Qué complicado es escribir cuando todo se tambalea. Cuando el mundo que conocías y, tal vez, incluso apreciabas –con esfuerzo, que no te lo han puesto fácil– decide romperse entre tus dedos. ¿Quién consigue sobreponerse y hablar de trivialidades? ¿Quién puede dar la espalda a la realidad en estos momentos? Odio, frustración, rencor, ira, rabia. Insultos brotando desde teléfonos móviles, revueltas en la calle, pelotas prohibidas, sangre, golpes. Todo al lado de casa. En esa calle que una vez recorriste, en esa puerta donde una vez te paraste. ¿Dónde hemos llegado? ¿Qué nos ha pasado? Salir a, perdón, hostias de tu burbuja y darte de bruces con la desazón. Abrir los ojos al horror. Uno al que estamos acostumbrados a ver en televisión pero que ahora nos toca de cerca. Uno que ha ocurrido sin darnos apenas cuenta, o peor, dándonos mucha pero girando la cabeza. Uno al que nos creíamos inmunes. Qué ilusos.
Me llega esta columna en pleno conflicto desatado en Cataluña. Hace apenas unos días, centenares de heridos eran atendidos tras recibir golpes y palos en plena calle. Querían expresar su opinión. Tal vez no de la forma que algunos hubiésemos deseado –la manía de hablar por el conjunto siendo tan solo una persona–. Tal vez consideraron que no había otra forma de hacerlo –siempre hay otra forma–. Nada justifica la violencia. Poco importan los análisis, las explicaciones –¿acaso las hay?–, los motivos, las causas, las consecuencias, el ruido. Las imágenes hablan por sí solas. Imágenes que nunca habríamos tenido que ver. Hechos que nunca tendrían que haberse producido. Una vergüenza que tendremos que soportar sobre los hombros. Ahora que hacía muchas décadas que habíamos conseguido quitarnos el lastre.
Reconozco que mis intenciones al sentarme delante de este papel virtual eran otras. Hablar de algún fleco suelto, de alguna de estas cuestiones que tantos quebraderos de cabeza me generan día a día –en mi última intervención en estas páginas me dediqué a reivindicar a los valientes que, en los tiempos que corren, se atreven a no rasurar sus zonas íntimas, así que imagínense–. No he podido.
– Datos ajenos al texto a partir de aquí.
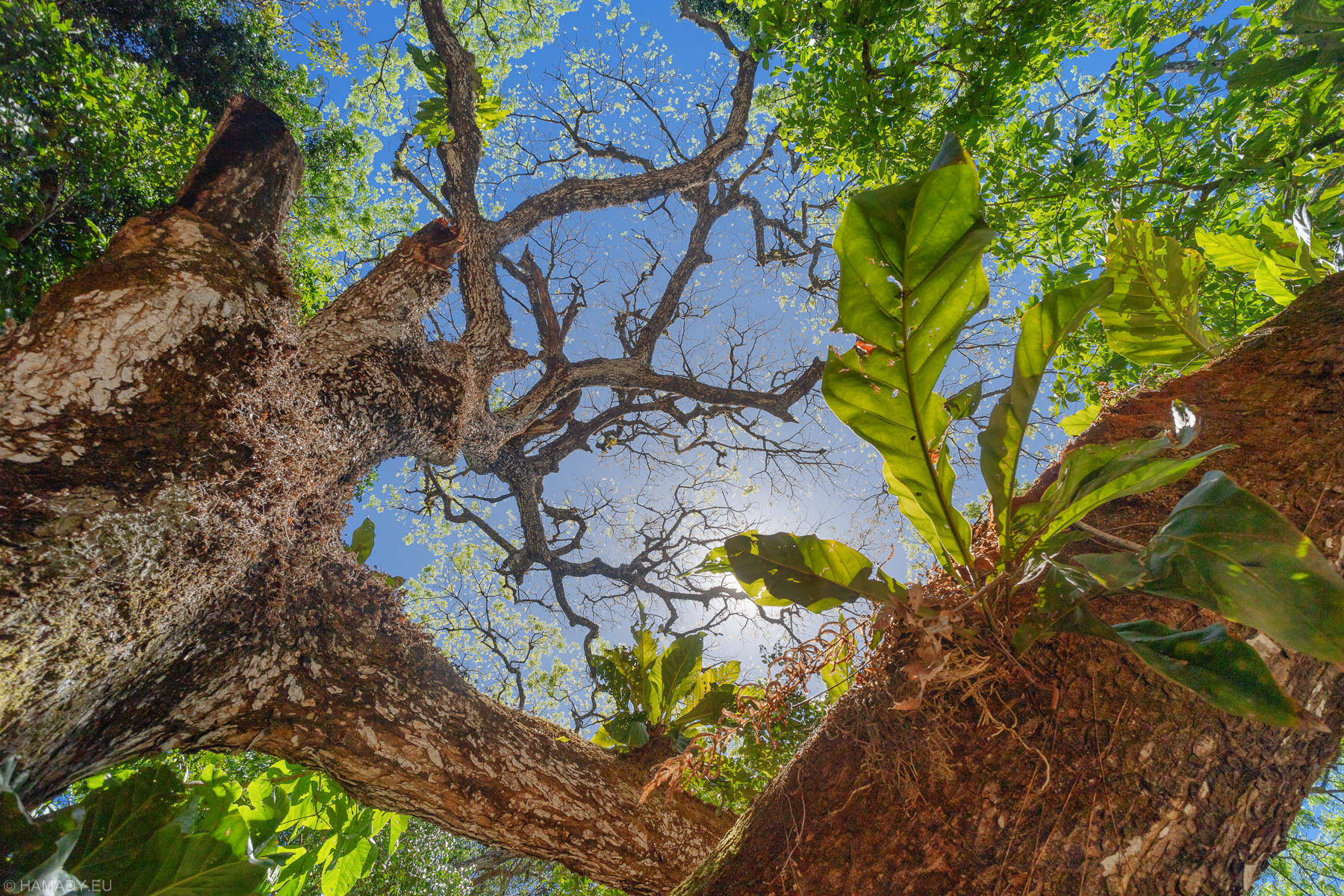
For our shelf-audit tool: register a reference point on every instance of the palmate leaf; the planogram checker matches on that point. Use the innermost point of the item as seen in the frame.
(1152, 316)
(819, 574)
(1043, 329)
(910, 279)
(1226, 550)
(120, 817)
Llevo días dándole vueltas, tratando de buscar un tema, un enfoque, un salvavidas al que aferrarme, pero todos mis esfuerzos han sido en vano. Las teclas te llevan por donde no quieres. El dolor que uno siente cada vez que escucha el lenguaje belicista en el que nos hemos instalado, la pulsión de enfrentamiento, los bandos, las posturas, ¿la guerra? Así no hay lugar para frivolidades, pese a que las necesitemos más que nunca.
No sé qué habrá ocurrido cuando estos párrafos estén ya en la calle. No sé si se habrán vuelto a producir estos tristes episodios. No sé si la deriva habrá llegado a un puerto del que ya no será sencillo salir. No sé si quedará algún gobernante capaz de apostar por aquello que debía haberse hecho hace muchos años. Tampoco sé si quedarán fuerzas para hacerlo. Siento rendirme ante el derrotismo. La crispación me empuja a hacerlo. Pocos como nosotros, los miembros del colectivo LGTBI, saben lo que es salir a la calle. Reclamar una igualdad real inexistente, exigir que dejen de darnos palizas, luchar por nuestra dignidad, por un futuro donde dejemos de ser ciudadanos de segunda. No nos queda otra y, desgraciadamente, no nos quedará. Desde esta perspectiva, a veces, resulta difícil comprender los motivos. Cómo aquellos que han llevado las injusticias, los recortes, la discriminación por bandera, ahora se ensalzan como adalides de la revolución. Pero nada de eso justifica la violencia. Sus golpes son los nuestros. Como los nuestros deberían ser los de la sociedad. Nos queda mucho camino por delante. No será fácil. Qué dolor.